Den „Stoff-Lesungen“ stehen die konzeptlosen Vorlesungen, die einem Freestyle-Wettbewerb gleichzusetzen sind, gegenüber – diese Art wird meist mit dem Argument des selbstständigen Erarbeiten von Inhalten gerechtfertigt. Diesem Argument kann ich nur dann zustimmen, wenn das Erarbeiten zeit- und ortsunabhängig stattfinden kann und nicht an die Fesseln der Anwesenheit gebunden ist.

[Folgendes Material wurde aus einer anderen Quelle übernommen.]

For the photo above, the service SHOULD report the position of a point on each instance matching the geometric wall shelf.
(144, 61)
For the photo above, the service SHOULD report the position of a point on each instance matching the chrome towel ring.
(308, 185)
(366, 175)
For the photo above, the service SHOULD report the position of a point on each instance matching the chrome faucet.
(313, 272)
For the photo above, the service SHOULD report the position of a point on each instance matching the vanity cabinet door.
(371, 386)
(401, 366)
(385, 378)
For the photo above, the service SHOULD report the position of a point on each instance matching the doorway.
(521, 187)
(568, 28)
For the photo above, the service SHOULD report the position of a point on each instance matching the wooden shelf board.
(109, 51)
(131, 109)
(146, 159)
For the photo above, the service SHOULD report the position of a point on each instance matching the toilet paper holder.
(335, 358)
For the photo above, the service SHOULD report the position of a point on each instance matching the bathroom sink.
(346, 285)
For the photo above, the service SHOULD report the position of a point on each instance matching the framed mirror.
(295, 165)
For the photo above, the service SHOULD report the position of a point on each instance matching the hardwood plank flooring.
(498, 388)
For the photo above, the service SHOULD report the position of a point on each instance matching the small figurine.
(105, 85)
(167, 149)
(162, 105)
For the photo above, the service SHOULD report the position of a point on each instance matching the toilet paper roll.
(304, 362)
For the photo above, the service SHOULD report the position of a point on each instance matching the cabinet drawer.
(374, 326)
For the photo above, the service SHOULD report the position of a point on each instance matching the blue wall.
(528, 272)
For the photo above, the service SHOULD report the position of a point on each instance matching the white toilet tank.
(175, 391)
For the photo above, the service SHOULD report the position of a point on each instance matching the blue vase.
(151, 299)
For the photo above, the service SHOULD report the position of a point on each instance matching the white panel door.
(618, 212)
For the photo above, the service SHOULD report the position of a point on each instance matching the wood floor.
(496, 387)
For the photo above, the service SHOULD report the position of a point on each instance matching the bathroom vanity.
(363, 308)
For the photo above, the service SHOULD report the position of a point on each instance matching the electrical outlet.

Aus diesen Vortragskonzepten (Folien mit Bullet Points, …) leiten sich auch dann die Klausurkonzepte ab. „Zählen Sie mir 8 von 10 Personalmanagementmethoden auf“
Hier stellt sich für mich die Frage der Sinnhaftigkeit habe ich auf dieser Klausur eine „Sehr gut“ hab ich die Grundzüge des PM verstanden … ich habe aber keinen blassen Schimmer davon weil ich Sie nie richtig anwenden kann weil mir die Fallbeispiel fehlen oder einfach die Erfahrung (wo ich wieder beim Erfahrungsaustausch lande), oder die Tatsache das man mit Menschen und nicht mit Aufzählungspunkten in der Regel konfrontiert ist.
Gerade als Ebiz-Student hätte ich mir in den letzten 5 Semestern mehr innovative Methoden (z.B.: Lernblogs) gewünscht und weniger falsch eingesetzte Medien, das sollte speziell in diesem Lehrgang nicht vorkommen.